AutoSpotting
AutoSpotting copied to clipboard
Inability to DescribeRegions does not cause panic
Issue type
Bug Report
Build number
Custom build of 9b438dc with no diff.
Environment
- AWS region: us-east-1
- Type of environment: VPC
Summary
The AutoSpotting Lambda logs errors when it fails to describe regions, but it does not panic. This means that unless you have something monitoring your logs for errors, AutoSpotting may silently fail (since it exits normally, AWS will not consider the Lambda invocation to be an error).
In other places AutoSpotting panics, which has the desirable effect of informing AWS that the Lambda invocation failed. However, AutoSpotting appears to be inconsistent with this behavior since elsewhere it does not panic.
Relevant code: https://github.com/AutoSpotting/AutoSpotting/blob/9b438dc47cbfd9587b042d5b2aaac2765c28a4e0/core/main.go#L39-L44
Steps to reproduce
Remove ec2:DescribeRegions
permission.
Expected results
Error count goes up. Alarms built off error count go off.
Actual results
No errors. Alarms do not fire despite the error being in the logs.
Thanks for reporting this issue, please create a PR with a fix.
@cristim The DescribeRegions
case is easy enough to fix, since there's no reason not to exit with an error code in that case. But what about errors that aren't necessarily fatal? For example, failing to describe a cloudformation stack. Presumably, such an error is not worthy of exiting immediately, instead we should continue on.
Is there a recommended way to monitor AutoSpotting for these kinds of errors? For example, are the logs consistent enough that one can monitor for the string "Failed"?
To be honest I don't think it's critical to handle/monitor these cases, so far it was enough to assume the IAM policy is correct, people are not supposed to change it.
But if you strongly believe it should be handled differently feel free to send a PR and I'll gladly accept it.
But I would like to learn more about your use case for these requirements.
But I would like to learn more about your use case for these requirements.
I'm setting up AutoSpotting in a multi-tenant environment where I don't want misconfiguration errors, e.g. the wrong TAG_FILTERS
, to mess with other ASGs. So I'm limiting the IAM permissions to specific resources.

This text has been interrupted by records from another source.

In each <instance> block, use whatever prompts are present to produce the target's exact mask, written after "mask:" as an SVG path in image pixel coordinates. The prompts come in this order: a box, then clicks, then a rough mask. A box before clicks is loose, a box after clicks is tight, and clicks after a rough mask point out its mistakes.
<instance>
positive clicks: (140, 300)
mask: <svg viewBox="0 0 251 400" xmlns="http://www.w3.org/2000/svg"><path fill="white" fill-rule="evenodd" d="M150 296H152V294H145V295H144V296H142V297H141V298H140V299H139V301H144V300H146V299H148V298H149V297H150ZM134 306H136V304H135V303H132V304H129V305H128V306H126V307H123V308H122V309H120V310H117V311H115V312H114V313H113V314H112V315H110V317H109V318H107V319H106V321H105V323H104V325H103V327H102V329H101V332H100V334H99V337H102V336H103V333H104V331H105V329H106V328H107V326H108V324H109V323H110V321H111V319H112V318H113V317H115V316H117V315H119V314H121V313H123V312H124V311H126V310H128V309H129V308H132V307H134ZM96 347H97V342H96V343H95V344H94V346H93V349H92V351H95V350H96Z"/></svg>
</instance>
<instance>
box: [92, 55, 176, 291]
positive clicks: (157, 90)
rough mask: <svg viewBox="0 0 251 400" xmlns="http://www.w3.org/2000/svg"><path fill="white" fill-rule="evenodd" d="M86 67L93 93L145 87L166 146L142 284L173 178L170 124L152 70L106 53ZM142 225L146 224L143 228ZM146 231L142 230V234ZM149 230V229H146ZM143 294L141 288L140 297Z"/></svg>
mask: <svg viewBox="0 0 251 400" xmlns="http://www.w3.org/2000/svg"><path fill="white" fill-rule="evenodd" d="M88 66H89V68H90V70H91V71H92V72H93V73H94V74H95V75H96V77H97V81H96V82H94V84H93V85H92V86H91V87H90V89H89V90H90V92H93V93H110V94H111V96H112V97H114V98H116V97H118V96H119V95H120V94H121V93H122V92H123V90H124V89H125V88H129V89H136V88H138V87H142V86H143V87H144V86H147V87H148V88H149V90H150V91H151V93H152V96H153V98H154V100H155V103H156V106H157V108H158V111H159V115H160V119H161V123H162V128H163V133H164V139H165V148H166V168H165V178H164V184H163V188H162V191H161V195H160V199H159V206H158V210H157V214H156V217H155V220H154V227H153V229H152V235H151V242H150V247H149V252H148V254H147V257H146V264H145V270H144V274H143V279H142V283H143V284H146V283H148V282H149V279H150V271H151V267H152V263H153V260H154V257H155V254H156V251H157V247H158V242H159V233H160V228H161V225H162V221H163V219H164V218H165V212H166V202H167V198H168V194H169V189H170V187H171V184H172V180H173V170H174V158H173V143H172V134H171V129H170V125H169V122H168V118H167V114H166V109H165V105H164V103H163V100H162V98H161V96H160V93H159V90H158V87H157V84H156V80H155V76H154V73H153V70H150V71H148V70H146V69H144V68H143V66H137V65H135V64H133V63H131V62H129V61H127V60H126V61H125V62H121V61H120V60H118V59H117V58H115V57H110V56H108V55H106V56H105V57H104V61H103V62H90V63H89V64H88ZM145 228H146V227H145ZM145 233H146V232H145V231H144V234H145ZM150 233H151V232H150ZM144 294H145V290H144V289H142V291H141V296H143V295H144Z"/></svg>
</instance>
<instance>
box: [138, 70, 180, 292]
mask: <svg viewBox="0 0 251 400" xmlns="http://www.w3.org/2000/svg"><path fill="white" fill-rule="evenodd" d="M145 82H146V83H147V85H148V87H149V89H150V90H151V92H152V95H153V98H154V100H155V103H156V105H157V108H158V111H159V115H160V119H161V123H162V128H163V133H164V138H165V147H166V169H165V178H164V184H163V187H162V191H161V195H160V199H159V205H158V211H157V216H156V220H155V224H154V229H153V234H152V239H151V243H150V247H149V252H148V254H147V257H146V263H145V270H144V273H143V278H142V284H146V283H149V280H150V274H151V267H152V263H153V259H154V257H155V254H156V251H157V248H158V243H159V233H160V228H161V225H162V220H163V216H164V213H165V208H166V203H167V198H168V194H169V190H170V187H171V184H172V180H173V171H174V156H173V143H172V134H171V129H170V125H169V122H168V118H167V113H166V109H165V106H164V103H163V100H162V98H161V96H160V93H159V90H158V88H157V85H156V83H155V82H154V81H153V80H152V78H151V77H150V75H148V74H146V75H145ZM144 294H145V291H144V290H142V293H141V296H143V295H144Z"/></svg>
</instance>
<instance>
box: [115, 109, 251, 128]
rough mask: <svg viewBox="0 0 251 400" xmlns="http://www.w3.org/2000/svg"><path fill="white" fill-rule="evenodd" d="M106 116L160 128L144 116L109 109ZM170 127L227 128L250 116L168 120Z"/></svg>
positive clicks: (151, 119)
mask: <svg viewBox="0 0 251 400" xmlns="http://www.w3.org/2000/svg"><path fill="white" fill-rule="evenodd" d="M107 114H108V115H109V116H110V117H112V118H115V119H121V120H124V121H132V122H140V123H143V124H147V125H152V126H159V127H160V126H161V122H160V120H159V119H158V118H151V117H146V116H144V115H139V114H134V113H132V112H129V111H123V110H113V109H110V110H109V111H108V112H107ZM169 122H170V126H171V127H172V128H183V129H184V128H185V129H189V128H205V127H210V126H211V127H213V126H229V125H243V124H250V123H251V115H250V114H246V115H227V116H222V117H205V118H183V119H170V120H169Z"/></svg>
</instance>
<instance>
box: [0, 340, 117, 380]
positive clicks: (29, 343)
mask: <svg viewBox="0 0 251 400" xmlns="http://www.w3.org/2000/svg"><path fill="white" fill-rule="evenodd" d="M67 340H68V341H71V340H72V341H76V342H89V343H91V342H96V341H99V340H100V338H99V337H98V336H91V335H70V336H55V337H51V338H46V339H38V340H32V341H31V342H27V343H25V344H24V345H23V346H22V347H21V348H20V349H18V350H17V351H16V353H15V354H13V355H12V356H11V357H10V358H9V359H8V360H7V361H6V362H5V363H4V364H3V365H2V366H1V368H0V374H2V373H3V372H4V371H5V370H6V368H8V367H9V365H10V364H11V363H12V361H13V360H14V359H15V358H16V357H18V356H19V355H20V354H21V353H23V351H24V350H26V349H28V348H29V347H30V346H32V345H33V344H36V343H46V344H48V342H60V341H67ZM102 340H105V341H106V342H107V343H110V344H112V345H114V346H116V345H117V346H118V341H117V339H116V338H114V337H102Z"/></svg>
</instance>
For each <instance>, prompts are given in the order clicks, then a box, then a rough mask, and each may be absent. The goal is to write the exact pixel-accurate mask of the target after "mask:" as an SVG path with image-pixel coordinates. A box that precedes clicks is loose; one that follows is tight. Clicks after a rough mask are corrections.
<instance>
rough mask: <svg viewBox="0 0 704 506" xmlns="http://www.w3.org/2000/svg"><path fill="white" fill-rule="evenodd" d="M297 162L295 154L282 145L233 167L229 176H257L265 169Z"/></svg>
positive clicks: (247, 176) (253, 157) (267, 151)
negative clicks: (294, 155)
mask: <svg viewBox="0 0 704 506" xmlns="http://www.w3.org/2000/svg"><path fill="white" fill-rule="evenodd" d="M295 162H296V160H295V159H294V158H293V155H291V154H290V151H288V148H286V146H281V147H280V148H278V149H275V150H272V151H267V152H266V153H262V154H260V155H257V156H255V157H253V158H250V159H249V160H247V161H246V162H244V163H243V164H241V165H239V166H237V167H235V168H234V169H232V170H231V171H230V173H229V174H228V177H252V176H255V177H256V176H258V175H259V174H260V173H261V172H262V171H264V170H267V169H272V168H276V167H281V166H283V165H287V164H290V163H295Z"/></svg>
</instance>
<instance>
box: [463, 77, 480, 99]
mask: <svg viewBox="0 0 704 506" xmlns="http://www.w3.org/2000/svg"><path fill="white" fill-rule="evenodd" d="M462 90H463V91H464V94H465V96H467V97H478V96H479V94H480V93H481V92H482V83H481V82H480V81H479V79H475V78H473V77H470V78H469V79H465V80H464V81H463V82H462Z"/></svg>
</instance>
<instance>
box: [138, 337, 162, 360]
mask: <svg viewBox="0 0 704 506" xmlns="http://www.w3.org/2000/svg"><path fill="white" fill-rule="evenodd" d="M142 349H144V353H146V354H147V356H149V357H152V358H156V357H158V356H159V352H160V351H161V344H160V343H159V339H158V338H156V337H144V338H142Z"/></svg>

This means I have to use a custom CloudFormation stack, which means I may get things wrong 😉.
so far it was enough to assume the IAM policy is correct
Authorization errors are just one example. AutoSpotting could also run into rate limiting errors, AWS service limits, etc. I think those are worth monitoring, no?
I see, good luck with that project sounds like fun!
In a previous setup we used to monitor all these using a custom Splunk search executed over the CloudTrail logs. But AutoSpotting was always executed with the upstream permissions.
Once you're done I'd love if you could share how you did this, it might be useful for other folks as well.
hi @gabegorelick,
I'll close this for now but I'd love to have a chat in more detail about your use case of using AutoSpotting in such a multi-tenant setup.